JUDITH : Enfin, Paul, quelle vérité ? Il a eu un non-lieu, il a énuméré tout ce qui ne s’était pas passé, mais à aucun moment il n’a dit comment ça s’était déroulé. Et Chazal, elle n’a pas eu la présence d’esprit de le lui faire remarquer.

CHRIS : Oui, toi le journaliste, tu trouves ça normal qu’elle ne le lui ait pas demandé ? Tu l’aurais menée comme ça, l’interview ? Tu ne l’aurais pas accroché un peu plus?

PAUL : Écoute, il a reconnu la faute. C’est fort, ça, il a reconnu la faute morale.
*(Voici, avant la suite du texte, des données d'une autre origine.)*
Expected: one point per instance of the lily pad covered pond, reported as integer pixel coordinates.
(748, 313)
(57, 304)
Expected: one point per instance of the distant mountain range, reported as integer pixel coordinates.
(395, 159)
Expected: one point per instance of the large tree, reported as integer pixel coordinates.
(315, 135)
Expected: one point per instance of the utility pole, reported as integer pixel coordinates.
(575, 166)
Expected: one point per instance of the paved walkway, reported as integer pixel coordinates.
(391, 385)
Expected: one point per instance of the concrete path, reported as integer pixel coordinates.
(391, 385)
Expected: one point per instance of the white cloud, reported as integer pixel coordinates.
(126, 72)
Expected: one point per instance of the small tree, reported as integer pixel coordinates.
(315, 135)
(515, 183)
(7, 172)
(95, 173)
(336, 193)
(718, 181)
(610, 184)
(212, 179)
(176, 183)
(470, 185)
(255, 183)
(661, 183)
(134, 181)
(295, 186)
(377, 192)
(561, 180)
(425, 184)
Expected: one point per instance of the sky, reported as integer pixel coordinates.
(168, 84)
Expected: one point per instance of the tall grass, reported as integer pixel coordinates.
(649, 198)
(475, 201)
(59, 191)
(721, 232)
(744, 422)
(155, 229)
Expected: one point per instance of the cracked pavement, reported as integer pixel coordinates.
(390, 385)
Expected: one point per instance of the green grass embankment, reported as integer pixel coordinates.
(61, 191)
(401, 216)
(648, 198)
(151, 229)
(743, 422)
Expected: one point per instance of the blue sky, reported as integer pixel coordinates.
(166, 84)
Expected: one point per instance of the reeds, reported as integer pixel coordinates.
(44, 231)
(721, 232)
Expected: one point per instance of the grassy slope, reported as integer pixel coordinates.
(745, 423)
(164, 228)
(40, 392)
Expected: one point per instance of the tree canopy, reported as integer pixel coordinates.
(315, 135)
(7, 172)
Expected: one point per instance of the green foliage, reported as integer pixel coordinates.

JUDITH : Eh bien on saura maintenant que ça s’appelle comme ça. Le libertin assumé reconnaît la faute morale. Les bras m’en tombent.

CHRIS, à Judith : Oups, chérie, fais-moi une petite faute morale, s’il te plaît.

JUDITH : Gracieux…

PAUL : Ouais, tu deviens graveleux, mon pote.

CHRIS : Ah ben c’est moi qui suis graveleux, maintenant.

PAUL : Tu te souviens : « On a jeté aux chiens l’honneur d’un homme. » Oui, si tu as une écharpe rouge comme ça, c’est que tu te souviens. Putain, contrairement à Bérégovoy, c’était sa vie privée. Elle avait pas à être exposée devant la terre entière.

CHRIS : Je ne serai jamais d’accord avec toi sur ce point. Quand on prétend devenir président, on ne saute pas sur une femme de chambre dans un hôtel, consentement ou pas. On a le devoir de maîtriser ses nerfs.

JUDITH : Et pas seulement ses nerfs.

PAUL : Giscard, Mitterrand, Chirac, tu ne crois pas, toi, qu’ils avaient une vie érotique un peu indépendante de leur vie matrimoniale ?

JUDITH : Parce que sept minutes, tu appelles ça de l’érotisme ?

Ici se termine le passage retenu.